Bu mecburi önsözden sonra gelelim konuğumuza. Eskinin afilli gazetecisi, yeninin AKP milletvekili Şebnem Bursalı, Monaco Yat Klubü’nde yediği istakozun fotosunu instagram hesabında paylaştı. CHP’li bir isim de fotoyu alıntılayıp, ‘Millet açlık sınırında sürünürken, bari paylaşım yapma’ diye gündeme getirince olay patladı biliyorsunuz. Şimdi malum ‘Saray’lı AKP’lilerle ‘Eski’ AKP’liler arasında yer kapma savaşı koptu yerel seçim hezimetinden sonra. Şamil Tayyar ve Mehmet Metiner gibi şimdinin gözden düşen AKP’lileri, makam ve konum kaptırdıkları Saray’ın yeni gözdelerine ateş püskürüyor bir zamandır. Bugünün görgüsüzü Şebnem Bursalı’ya en büyük tepki de AKP içindeki isimlerden geldi. Bursalı’ya verip veriştiren isimlerin başında Mücahit Birinci’nin olması ise olayı trajikomik boyutlara taşıdı resmen. (Hani bir basın açıklamasına binlerce dolarlık fuları ile çıkan Mücahit kardeşimizden bahsediyorum.) AKP’lilerin kavgasında biz ‘kavga’yı tuttuğumuzu belirtip devam edelim.
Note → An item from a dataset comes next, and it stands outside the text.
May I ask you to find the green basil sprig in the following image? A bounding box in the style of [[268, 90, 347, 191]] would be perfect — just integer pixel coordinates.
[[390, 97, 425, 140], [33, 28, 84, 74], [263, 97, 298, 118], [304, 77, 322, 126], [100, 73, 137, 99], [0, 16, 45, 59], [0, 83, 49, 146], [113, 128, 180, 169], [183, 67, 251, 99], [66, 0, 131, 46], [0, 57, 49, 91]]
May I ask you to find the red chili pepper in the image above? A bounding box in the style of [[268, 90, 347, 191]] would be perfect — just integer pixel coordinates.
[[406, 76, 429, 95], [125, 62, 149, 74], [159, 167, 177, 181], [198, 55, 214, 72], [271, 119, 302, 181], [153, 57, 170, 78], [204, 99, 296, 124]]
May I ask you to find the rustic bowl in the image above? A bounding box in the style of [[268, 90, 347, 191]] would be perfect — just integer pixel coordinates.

SARI SAÇLARIMDAN KİM SORUMLU ŞEBNEM

Yılmaz Erdoğan’ın geçmiş yıllarda yazdığı bir skeçten aklımda kalan bir bölüm geldi aklıma Şebnem Bursalı görgüsüzlüğünden sonra. Yılmaz Erdoğan diyordu ki skecinde, ‘Esmer bir kadının kocasının mal varlığı saçındaki sarı boyanın oranıyla direkt alakalıdır. Koca para kazandıkça eşinin saçındaki sararma uçtan başlar. Koca zengileştikçe sarının oranı da yükselir. Eğer kadının saçı sapsarı olmuşsa kocası parayı koyacak yer bulamıyordur.”

Şimdi niye böyle dedim? Şebnem Bursalı’yı medyada 25-30 yılı deviren hemen herkes tanır. Hanım kızımız, medyaya ilk girdiği günlerden AKP’ye yanladığı günlere kadar siyaha yakın koyu kalıp gibi saçlarıyla dikkat çekerdi piyasada. Bursalı, Yeni Asır Yayın yönetmenliği ardından ATV Ankara Temsilciliği sonra da AKP milletvekilliğine sıçrayınca sararıp soldu resmen. Eşinin bilmeyiz ama Şebnem hanımın mal varlığının bir hayli kabarık olduğu uzun zamandır konuşuluyor Ankara kulislerinde.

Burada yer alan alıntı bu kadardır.